The American Bankers Association and three associations on Friday urged President Biden to sign a joint resolution that would overturn a Securities and Exchange Commission staff accounting bulletin that changes the way banks and other publicly traded entities are expected to account for digital assets held in custody. However, later that same day, Biden announced that he had vetoed the resolution.
H.J. Res. 109 was passed by the House and Senate with bipartisan support. The Congressional Review Act resolution would overturn SEC Staff Accounting Bulletin 121 if signed by the president.

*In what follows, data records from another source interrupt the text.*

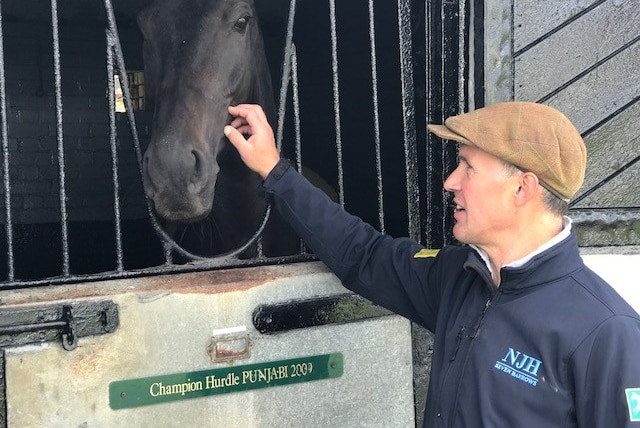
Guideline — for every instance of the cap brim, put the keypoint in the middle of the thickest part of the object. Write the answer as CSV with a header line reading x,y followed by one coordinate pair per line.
x,y
443,132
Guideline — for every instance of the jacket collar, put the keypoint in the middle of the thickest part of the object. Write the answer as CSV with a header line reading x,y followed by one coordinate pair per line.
x,y
546,266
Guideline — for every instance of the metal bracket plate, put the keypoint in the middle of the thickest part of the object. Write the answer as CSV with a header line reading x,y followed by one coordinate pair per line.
x,y
64,321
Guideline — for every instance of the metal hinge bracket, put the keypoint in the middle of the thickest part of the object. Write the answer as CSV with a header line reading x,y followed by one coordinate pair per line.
x,y
65,322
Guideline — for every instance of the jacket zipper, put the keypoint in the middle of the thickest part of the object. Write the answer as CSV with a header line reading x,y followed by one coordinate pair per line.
x,y
474,333
476,328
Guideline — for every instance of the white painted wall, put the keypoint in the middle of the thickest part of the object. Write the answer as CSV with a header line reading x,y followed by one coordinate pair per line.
x,y
621,271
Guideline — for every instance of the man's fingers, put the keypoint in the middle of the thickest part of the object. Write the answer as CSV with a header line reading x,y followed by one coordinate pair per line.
x,y
252,113
236,137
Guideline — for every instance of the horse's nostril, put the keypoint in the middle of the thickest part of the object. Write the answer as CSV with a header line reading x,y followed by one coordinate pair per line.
x,y
198,166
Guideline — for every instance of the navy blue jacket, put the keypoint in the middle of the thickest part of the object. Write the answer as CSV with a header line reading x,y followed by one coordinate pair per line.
x,y
553,346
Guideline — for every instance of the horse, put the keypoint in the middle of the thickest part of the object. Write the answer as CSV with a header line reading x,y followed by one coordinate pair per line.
x,y
200,56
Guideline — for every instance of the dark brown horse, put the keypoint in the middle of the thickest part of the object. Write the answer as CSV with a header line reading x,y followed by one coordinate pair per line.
x,y
201,56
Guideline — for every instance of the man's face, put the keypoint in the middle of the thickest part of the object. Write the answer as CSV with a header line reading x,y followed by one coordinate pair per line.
x,y
483,194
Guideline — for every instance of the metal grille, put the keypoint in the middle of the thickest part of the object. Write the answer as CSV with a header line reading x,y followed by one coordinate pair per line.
x,y
427,71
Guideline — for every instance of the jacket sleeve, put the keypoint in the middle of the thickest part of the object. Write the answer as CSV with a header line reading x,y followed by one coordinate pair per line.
x,y
374,265
607,375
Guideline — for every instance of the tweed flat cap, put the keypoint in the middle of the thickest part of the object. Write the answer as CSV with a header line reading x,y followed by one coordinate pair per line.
x,y
531,136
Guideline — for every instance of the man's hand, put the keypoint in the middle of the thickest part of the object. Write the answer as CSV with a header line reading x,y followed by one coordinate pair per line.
x,y
259,151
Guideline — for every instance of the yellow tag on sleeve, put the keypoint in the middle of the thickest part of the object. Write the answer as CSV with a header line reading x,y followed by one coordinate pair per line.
x,y
425,252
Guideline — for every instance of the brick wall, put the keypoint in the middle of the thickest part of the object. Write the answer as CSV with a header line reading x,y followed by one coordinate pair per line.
x,y
33,151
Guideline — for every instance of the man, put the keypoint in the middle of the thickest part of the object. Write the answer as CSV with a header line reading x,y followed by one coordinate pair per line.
x,y
525,334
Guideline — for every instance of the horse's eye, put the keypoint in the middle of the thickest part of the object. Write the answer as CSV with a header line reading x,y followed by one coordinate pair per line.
x,y
241,24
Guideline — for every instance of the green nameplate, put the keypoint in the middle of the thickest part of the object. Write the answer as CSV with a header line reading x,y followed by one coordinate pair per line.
x,y
182,386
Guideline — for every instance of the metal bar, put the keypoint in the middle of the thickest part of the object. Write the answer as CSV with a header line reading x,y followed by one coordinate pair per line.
x,y
409,119
114,152
3,389
60,139
336,97
5,162
376,115
462,55
286,72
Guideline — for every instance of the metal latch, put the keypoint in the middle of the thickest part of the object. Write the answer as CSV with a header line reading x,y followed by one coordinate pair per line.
x,y
65,322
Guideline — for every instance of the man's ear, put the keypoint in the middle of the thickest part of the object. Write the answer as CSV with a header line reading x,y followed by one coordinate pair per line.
x,y
529,188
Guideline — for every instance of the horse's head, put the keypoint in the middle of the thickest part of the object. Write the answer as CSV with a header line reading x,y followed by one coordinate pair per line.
x,y
200,56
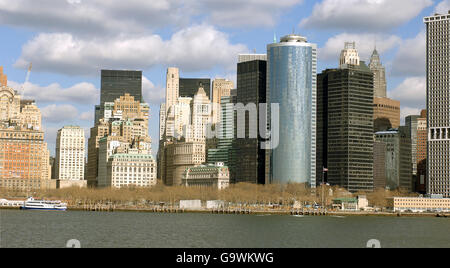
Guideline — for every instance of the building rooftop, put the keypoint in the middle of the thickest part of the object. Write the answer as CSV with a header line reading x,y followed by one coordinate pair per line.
x,y
293,38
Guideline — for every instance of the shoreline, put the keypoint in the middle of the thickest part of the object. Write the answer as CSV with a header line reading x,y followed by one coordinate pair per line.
x,y
265,213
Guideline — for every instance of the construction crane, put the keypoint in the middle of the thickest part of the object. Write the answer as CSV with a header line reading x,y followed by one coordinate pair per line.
x,y
27,79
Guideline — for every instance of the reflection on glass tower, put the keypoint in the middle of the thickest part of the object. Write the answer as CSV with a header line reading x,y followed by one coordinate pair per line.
x,y
292,69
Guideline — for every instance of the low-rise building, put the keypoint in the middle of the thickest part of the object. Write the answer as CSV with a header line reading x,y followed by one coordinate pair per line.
x,y
351,203
131,169
216,176
419,204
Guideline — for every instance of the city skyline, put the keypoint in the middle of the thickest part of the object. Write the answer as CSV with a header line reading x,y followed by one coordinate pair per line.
x,y
67,78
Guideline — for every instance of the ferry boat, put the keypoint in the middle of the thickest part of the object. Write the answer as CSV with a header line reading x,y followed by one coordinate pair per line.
x,y
32,204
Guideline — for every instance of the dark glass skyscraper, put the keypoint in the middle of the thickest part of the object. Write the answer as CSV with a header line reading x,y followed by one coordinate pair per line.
x,y
250,164
189,86
291,83
345,126
116,83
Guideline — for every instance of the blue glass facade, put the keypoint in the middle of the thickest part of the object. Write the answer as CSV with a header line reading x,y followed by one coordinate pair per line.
x,y
292,69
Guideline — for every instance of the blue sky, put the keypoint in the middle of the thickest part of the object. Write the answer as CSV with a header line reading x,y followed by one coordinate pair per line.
x,y
69,41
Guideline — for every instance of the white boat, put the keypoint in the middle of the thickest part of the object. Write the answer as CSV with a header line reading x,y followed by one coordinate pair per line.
x,y
32,204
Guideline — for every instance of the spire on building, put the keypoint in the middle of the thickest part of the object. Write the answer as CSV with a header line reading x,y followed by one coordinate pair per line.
x,y
349,55
379,72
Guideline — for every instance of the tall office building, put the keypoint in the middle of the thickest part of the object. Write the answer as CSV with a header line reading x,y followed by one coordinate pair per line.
x,y
412,125
386,111
127,119
379,165
386,114
292,83
70,154
3,78
379,75
345,126
438,103
221,88
225,134
177,157
201,115
421,153
251,89
24,157
398,158
116,83
251,57
189,86
349,55
172,87
422,137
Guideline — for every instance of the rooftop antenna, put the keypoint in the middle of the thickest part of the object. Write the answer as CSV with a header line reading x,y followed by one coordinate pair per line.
x,y
26,80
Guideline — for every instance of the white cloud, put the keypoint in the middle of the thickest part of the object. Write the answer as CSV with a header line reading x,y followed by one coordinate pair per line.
x,y
364,15
87,116
154,95
412,92
200,47
91,17
411,57
59,113
102,17
81,93
365,44
236,13
443,7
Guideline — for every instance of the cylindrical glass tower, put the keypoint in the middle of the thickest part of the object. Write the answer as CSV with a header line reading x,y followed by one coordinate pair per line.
x,y
291,74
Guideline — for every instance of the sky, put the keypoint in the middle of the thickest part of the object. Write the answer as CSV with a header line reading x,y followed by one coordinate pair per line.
x,y
70,41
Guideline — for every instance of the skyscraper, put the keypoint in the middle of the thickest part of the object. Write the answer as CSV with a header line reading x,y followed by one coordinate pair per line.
x,y
128,122
349,55
251,89
412,125
379,75
3,78
221,88
292,69
189,86
172,87
398,158
117,83
24,157
438,103
70,155
345,126
386,111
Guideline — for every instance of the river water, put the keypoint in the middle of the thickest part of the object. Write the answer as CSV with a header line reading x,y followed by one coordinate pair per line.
x,y
149,230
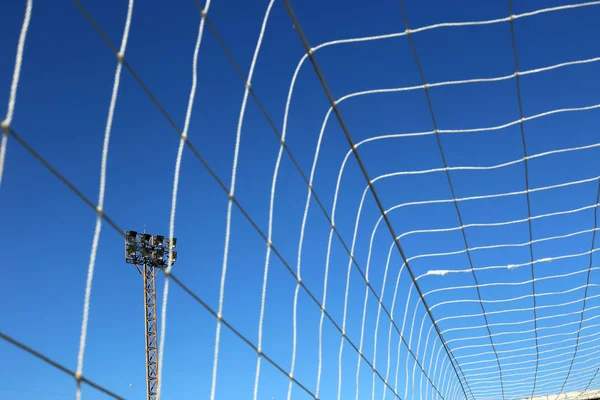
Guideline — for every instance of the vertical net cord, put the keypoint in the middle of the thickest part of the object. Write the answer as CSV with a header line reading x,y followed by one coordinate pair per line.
x,y
179,157
332,101
229,208
589,274
526,170
439,143
12,99
263,298
588,385
99,207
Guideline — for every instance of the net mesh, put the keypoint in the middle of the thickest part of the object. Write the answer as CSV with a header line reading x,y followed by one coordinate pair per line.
x,y
432,240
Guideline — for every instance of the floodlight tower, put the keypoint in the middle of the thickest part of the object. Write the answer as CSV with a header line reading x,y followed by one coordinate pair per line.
x,y
150,254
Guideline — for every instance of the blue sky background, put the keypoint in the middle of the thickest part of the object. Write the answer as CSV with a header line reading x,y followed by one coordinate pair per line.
x,y
46,231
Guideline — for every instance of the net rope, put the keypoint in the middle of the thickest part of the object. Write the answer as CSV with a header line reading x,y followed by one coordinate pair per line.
x,y
444,375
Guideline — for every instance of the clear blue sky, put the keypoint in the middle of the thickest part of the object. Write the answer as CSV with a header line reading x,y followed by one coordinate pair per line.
x,y
46,231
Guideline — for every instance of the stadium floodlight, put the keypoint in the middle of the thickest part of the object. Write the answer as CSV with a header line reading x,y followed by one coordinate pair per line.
x,y
131,250
130,236
149,261
146,238
145,252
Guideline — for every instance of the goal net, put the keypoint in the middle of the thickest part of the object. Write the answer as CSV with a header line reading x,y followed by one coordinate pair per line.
x,y
386,200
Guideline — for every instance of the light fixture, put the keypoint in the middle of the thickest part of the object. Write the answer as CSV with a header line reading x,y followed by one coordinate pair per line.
x,y
130,236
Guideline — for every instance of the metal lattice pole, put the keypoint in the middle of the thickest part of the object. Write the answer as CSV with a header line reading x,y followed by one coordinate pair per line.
x,y
150,254
151,333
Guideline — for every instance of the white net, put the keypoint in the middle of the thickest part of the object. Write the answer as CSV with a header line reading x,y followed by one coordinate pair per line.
x,y
342,235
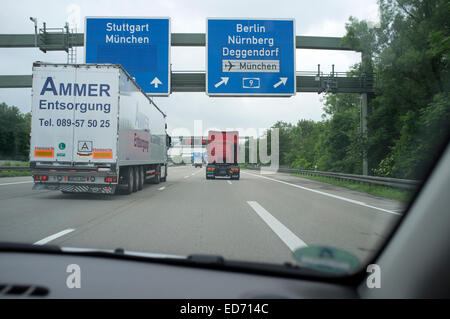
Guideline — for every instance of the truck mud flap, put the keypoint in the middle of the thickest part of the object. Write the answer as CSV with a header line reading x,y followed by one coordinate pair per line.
x,y
94,189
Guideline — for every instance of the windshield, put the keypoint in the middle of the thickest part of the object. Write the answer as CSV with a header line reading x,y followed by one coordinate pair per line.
x,y
297,138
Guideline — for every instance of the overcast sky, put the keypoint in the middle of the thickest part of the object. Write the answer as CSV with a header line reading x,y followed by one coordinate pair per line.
x,y
314,18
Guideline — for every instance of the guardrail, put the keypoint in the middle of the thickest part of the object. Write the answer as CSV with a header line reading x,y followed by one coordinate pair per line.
x,y
375,180
15,168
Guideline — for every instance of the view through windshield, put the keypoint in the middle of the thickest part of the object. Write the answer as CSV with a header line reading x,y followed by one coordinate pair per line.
x,y
298,134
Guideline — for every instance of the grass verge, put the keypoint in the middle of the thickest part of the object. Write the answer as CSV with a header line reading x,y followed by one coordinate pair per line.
x,y
377,190
14,173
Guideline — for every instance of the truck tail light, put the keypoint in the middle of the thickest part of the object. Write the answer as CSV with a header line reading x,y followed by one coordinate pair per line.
x,y
110,179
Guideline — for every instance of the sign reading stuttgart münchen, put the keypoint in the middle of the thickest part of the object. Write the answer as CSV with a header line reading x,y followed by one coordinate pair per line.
x,y
140,45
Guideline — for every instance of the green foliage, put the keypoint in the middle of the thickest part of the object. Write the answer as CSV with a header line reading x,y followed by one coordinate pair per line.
x,y
410,53
14,133
377,190
409,116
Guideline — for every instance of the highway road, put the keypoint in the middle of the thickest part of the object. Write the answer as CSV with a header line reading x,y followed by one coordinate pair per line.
x,y
261,217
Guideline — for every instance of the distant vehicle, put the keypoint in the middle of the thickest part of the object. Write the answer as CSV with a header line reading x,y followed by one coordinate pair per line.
x,y
222,154
197,159
94,130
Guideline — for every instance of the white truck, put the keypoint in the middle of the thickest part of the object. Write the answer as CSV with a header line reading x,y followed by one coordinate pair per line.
x,y
94,130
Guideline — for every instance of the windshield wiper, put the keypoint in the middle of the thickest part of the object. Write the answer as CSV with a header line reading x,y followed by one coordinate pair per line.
x,y
197,260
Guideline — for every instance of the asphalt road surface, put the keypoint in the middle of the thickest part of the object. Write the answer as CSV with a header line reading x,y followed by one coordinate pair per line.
x,y
261,217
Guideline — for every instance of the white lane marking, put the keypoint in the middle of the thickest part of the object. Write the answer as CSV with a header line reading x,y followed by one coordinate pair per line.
x,y
327,194
54,236
288,237
16,183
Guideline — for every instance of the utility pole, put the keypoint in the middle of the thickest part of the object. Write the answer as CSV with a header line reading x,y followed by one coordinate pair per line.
x,y
35,30
363,124
364,113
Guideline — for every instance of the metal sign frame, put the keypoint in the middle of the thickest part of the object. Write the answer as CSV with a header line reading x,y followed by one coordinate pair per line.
x,y
253,94
169,71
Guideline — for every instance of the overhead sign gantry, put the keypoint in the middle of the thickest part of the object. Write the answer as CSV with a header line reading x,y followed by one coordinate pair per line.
x,y
250,57
140,45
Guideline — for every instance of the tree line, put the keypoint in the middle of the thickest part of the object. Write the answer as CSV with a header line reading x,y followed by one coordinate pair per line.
x,y
14,133
409,115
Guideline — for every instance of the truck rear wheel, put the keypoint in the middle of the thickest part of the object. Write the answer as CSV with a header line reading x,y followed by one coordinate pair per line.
x,y
134,170
163,179
157,177
140,174
129,180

In a joint letter, the associations said the bulletin was adopted by the SEC without consulting prudential regulators or soliciting public comment, and it deviates from normal accounting treatment of custodied assets as off-balance sheet assets.
“Other, nonbank digital asset platforms subject to SAB 121 are not required to meet the same capital, liquidity or other prudential standards as banks and therefore do not face the economically prohibitive implications of SAB 121,” the associations said. “Limiting banks’ ability to offer these services leaves customers with few well-regulated, trusted options for safeguarding their digital asset portfolios and ultimately exposes them to increased risk.”
In his veto message, Biden said the resolution would inappropriately constrain the SEC’s ability to set guardrails and address future issues. “This reversal of the considered judgment of SEC staff in this way risks undercutting the SEC’s broader authorities regarding accounting practices,” Biden said.